LINDA WERTHEIMER, HOST:

We often hear about the droves of refugees fleeing Afghanistan, but there are also people from places like Tajikistan, Iran and Iraq who are taking refuge in that country. But as NPR's Sean Carberry reports, Afghanistan has no laws to protect these asylum-seekers.

SEAN CARBERRY, BYLINE: Civil war broke out in Tajikistan shortly after the fall of the Soviet Union.

AMIR HAMZA HALIMOV KHALICOVICH: (Foreign language spoken).

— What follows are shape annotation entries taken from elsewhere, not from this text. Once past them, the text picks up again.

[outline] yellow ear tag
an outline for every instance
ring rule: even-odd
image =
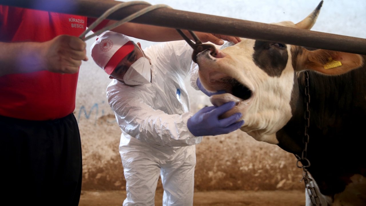
[[[336,67],[338,67],[339,66],[342,66],[342,63],[340,62],[333,60],[331,57],[329,57],[328,58],[328,62],[323,66],[325,69],[333,69]]]

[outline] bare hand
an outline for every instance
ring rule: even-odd
[[[231,41],[234,44],[239,43],[241,41],[238,37],[199,32],[194,32],[194,33],[202,43],[209,41],[217,45],[222,45],[224,43],[223,40]]]
[[[79,71],[81,60],[88,60],[86,44],[77,37],[61,35],[43,44],[45,56],[44,66],[50,71],[76,73]]]

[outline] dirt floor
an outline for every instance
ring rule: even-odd
[[[124,191],[82,191],[79,206],[122,206]],[[157,191],[155,205],[162,205],[163,192]],[[305,194],[299,190],[220,191],[195,192],[194,206],[304,206]]]

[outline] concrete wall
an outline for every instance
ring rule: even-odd
[[[318,0],[273,1],[149,1],[174,8],[270,23],[297,22],[307,16]],[[313,30],[366,38],[364,0],[324,1]],[[218,7],[221,8],[217,11]],[[154,43],[134,39],[143,47]],[[93,41],[88,41],[88,50]],[[89,51],[88,51],[89,52]],[[83,190],[120,190],[126,182],[118,152],[120,130],[107,102],[108,76],[93,61],[83,63],[74,113],[80,129]],[[200,92],[188,87],[193,111],[210,104]],[[197,147],[195,188],[198,190],[303,189],[301,170],[294,156],[275,145],[256,141],[237,131],[205,137]],[[161,187],[159,184],[158,187]]]

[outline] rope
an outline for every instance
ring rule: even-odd
[[[138,17],[139,16],[153,10],[160,8],[172,8],[171,7],[165,4],[157,4],[156,5],[150,5],[143,9],[140,10],[140,11],[134,14],[132,14],[126,17],[124,19],[113,24],[110,25],[108,26],[106,26],[91,34],[90,35],[88,36],[87,37],[83,38],[86,35],[86,34],[88,32],[95,28],[99,24],[99,23],[100,23],[100,22],[105,19],[111,14],[114,13],[116,11],[123,7],[136,4],[147,4],[151,5],[151,4],[147,2],[141,1],[135,1],[128,2],[122,2],[120,4],[115,5],[106,11],[101,16],[100,16],[100,17],[97,19],[94,23],[92,24],[90,26],[88,27],[87,29],[83,32],[82,34],[80,34],[80,36],[79,36],[79,38],[83,40],[83,41],[85,41],[94,37],[99,35],[107,30],[111,30],[111,29],[112,29],[126,22],[130,21],[135,18],[137,18],[137,17]]]

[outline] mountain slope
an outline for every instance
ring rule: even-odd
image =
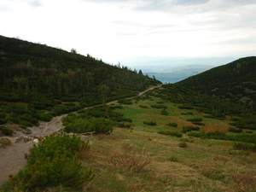
[[[90,55],[0,36],[0,124],[30,126],[159,83]]]
[[[256,108],[256,57],[239,59],[192,76],[177,84]]]

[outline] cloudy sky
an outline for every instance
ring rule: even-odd
[[[131,67],[256,55],[256,0],[0,0],[0,35]]]

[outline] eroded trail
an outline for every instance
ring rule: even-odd
[[[160,88],[161,85],[157,85],[150,87],[146,90],[143,90],[138,94],[139,96],[150,91],[152,90]],[[134,96],[133,96],[134,97]],[[133,98],[131,97],[131,98]],[[113,104],[117,102],[116,101],[112,101],[108,102],[108,104]],[[92,108],[96,106],[88,107],[86,108]],[[30,139],[33,137],[46,137],[51,135],[61,129],[62,129],[62,118],[65,116],[56,116],[53,118],[49,122],[41,122],[38,126],[32,127],[32,134],[29,135]],[[23,137],[26,139],[26,136],[18,132],[15,137],[9,137],[13,144],[6,148],[0,148],[0,184],[6,181],[10,175],[16,174],[20,168],[22,168],[26,163],[25,154],[28,154],[29,149],[32,147],[33,142],[30,141],[17,141],[18,137]]]

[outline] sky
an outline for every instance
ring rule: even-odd
[[[165,71],[256,55],[256,0],[0,0],[0,35]]]

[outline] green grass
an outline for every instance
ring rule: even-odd
[[[82,164],[91,167],[96,176],[84,187],[86,191],[256,190],[256,154],[251,150],[254,145],[242,143],[233,147],[230,141],[189,137],[189,133],[201,133],[195,131],[183,134],[182,138],[158,134],[179,133],[183,126],[193,125],[188,119],[205,115],[195,109],[189,110],[193,114],[184,115],[187,109],[178,108],[177,104],[167,102],[165,105],[172,115],[161,115],[161,109],[140,108],[160,101],[152,97],[115,108],[125,119],[132,119],[133,129],[114,128],[110,135],[90,137],[90,152],[82,158]],[[150,126],[143,121],[155,121],[157,125]],[[229,127],[229,120],[203,118],[203,122],[206,127],[201,129],[207,131]],[[169,123],[177,123],[177,126],[166,125]],[[129,165],[122,164],[127,162],[127,159],[131,160],[129,163],[132,162],[131,166],[137,166],[145,160],[149,163],[139,172],[128,171]]]

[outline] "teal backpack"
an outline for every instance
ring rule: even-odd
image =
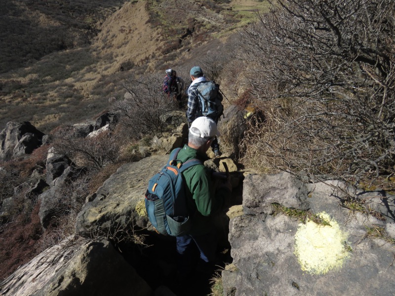
[[[185,185],[182,172],[191,166],[202,164],[193,159],[184,163],[177,159],[181,148],[173,150],[168,163],[148,182],[145,208],[154,228],[162,234],[182,235],[191,228],[187,209]]]

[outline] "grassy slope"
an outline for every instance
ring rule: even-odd
[[[198,48],[245,25],[265,5],[251,0],[60,2],[0,4],[5,28],[0,65],[9,70],[0,74],[0,127],[27,120],[49,132],[62,123],[90,119],[108,108],[109,98],[122,96],[117,82],[124,75],[189,67]]]

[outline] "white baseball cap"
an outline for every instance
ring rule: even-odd
[[[199,133],[197,133],[192,131],[193,127],[199,130]],[[200,138],[212,138],[214,136],[219,136],[221,134],[217,128],[217,124],[211,118],[202,116],[198,117],[190,128],[190,132],[193,135]]]

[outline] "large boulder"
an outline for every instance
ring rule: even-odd
[[[355,194],[337,181],[304,184],[286,173],[247,176],[243,214],[230,223],[234,266],[222,272],[224,295],[393,295],[394,247],[389,242],[394,238],[368,233],[391,226],[342,208],[342,201]],[[310,208],[324,222],[275,215],[273,204]]]
[[[105,125],[109,124],[110,127],[116,125],[120,118],[119,113],[106,112],[99,116],[96,120],[94,130],[100,129]]]
[[[41,145],[43,136],[29,121],[9,121],[0,133],[0,160],[9,160],[32,153]]]
[[[148,180],[168,159],[168,155],[155,155],[118,169],[83,207],[77,217],[76,232],[89,237],[131,225],[139,216],[136,207],[144,199]]]
[[[53,186],[55,180],[60,177],[71,164],[71,160],[66,155],[55,153],[53,149],[50,149],[46,157],[47,184]]]
[[[149,296],[147,283],[107,240],[71,237],[3,281],[1,295]]]

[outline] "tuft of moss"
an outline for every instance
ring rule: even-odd
[[[395,245],[395,239],[389,236],[383,227],[378,225],[373,225],[371,226],[365,226],[366,233],[365,237],[372,238],[381,238],[387,243]]]
[[[306,223],[307,221],[312,221],[318,225],[331,225],[328,221],[322,219],[319,215],[313,214],[310,211],[287,208],[282,205],[276,203],[272,203],[272,206],[274,209],[274,212],[272,214],[273,216],[282,214],[289,217],[297,218],[303,223]]]
[[[144,199],[141,199],[137,203],[135,211],[140,217],[147,216],[147,211],[145,210],[145,202]]]

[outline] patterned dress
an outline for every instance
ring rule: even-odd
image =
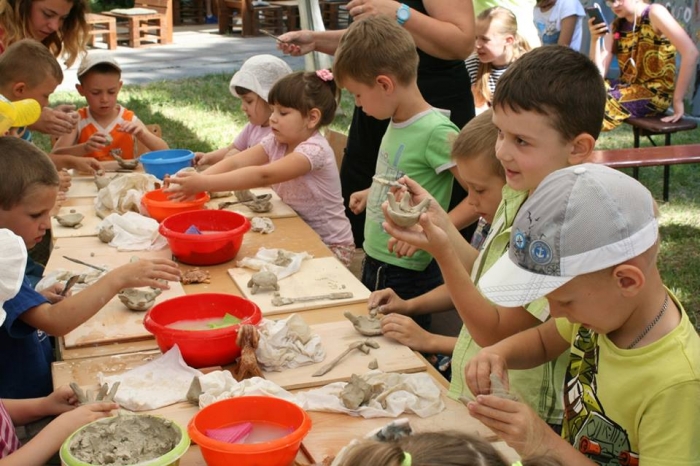
[[[613,24],[620,78],[606,82],[603,130],[616,128],[630,117],[662,114],[673,101],[676,80],[676,48],[654,32],[649,7],[637,27],[620,19]]]

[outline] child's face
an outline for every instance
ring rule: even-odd
[[[476,53],[481,63],[496,66],[508,63],[508,50],[514,38],[510,34],[499,32],[496,21],[480,20],[476,22]]]
[[[511,188],[532,192],[547,175],[569,166],[572,144],[562,142],[545,115],[497,106],[493,123],[498,128],[496,157]]]
[[[56,203],[58,186],[36,185],[10,210],[0,209],[0,227],[21,236],[27,249],[36,246],[51,228],[50,211]]]
[[[249,92],[241,96],[241,110],[248,117],[251,124],[268,126],[270,124],[270,106],[255,92]]]
[[[75,88],[87,100],[93,116],[112,116],[122,82],[117,73],[88,73]]]
[[[73,3],[68,0],[33,0],[29,12],[29,33],[41,42],[61,29]]]
[[[494,173],[487,157],[492,156],[484,154],[468,159],[459,158],[457,170],[469,190],[467,202],[474,207],[479,216],[491,223],[496,215],[498,204],[501,203],[501,190],[506,180],[498,173]]]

CARBERRY: Anti-Communists like Amir Hamza Halimov Khalicovich fled in droves. Dressed in loose-fitting, pinstriped suit and a stingy-brimmed fedora, Hamza says 65,000 Tajiks gathered near the Afghan border in 1993. They were contemplating crossing into a country itself in the mist of civil war.

KHALICOVICH: (Through translator) We were thinking that Afghanistan as a country has wild people, if we get in through there, they would kill us.

CARBERRY: A small group sent to investigate found that Afghans were hospitable. so the Tajiks fashioned rafts from inner tubes and crossed the Amu Darya River into Afghanistan.

KHALICOVICH: (Foreign language spoken).

CARBERRY: Hamza says thousands were killed by Tajik forces during the crossing. Most of those who survived continued to Iran or Pakistan. And a large group settled into a U.N. camp in the northern city of Mar-i-Sharif. Over the next two decades, most of the others managed to illegally migrate to other countries

KHALICOVICH: (Foreign language spoken).

CARBERRY: Today, the destitute Hamza lives in a guest house at the Ministry of Refugees and Repatriation in Kabul. He continues to push the U.N. and Afghan government for legal status, but responses from Afghan officials often sound like this.

KHALICOVICH: (Through translator) Why the hell are you seeking asylum here because this country is already suffering. Why it's a good option for you?

CARBERRY: He admits it isn't a good option, but Tajikistan canceled citizenship for people who are away from the country for more than five years. That's why he's been trying to form an association to help the estimated 100 refugees in Afghanistan. Most hope to be resettled elsewhere.

On one September morning, Hamza and five asylum seekers meet with parliamentarian Qazi Nazir Ahmad Hanafi. Hanafi is sympathetic to their plight. He wants to pass an asylum law. So does Minister of Refugees Jamaher Anwari.

MINISTER OF REFUGEES JAMAHER ANWARI: (Foreign language spoken).

CARBERRY: Anwari says that his office sent a draft law to the Ministry of Justice, which says it's simply not a priority, which is why people like 51-year-old Mohammed Hassan Ibrahim continue to live in limbo. He was a farmer in Iraqi Kurdistan who fled during the Iran-Iraq War in the late '80s.

MOHAMMED HASSAN IBRAHIM: (Foreign language spoken).

CARBERRY: After a brief stint in Pakistan, Ibrahim says he moved to Afghanistan to register with the U.N. Since then, he's been jailed, held by the Taliban and bounced around underground houses.

IBRAHIM: (Through translator) I'm like a prisoner here. I have no income, and my family is suffering.

CARBERRY: Ibrahim's passport was stolen long ago. He says all he has is a letter from the U.N. saying he's a refugee and that he shouldn't be forcibly returned to Iraq. Sean Carberry, NPR News, Kabul.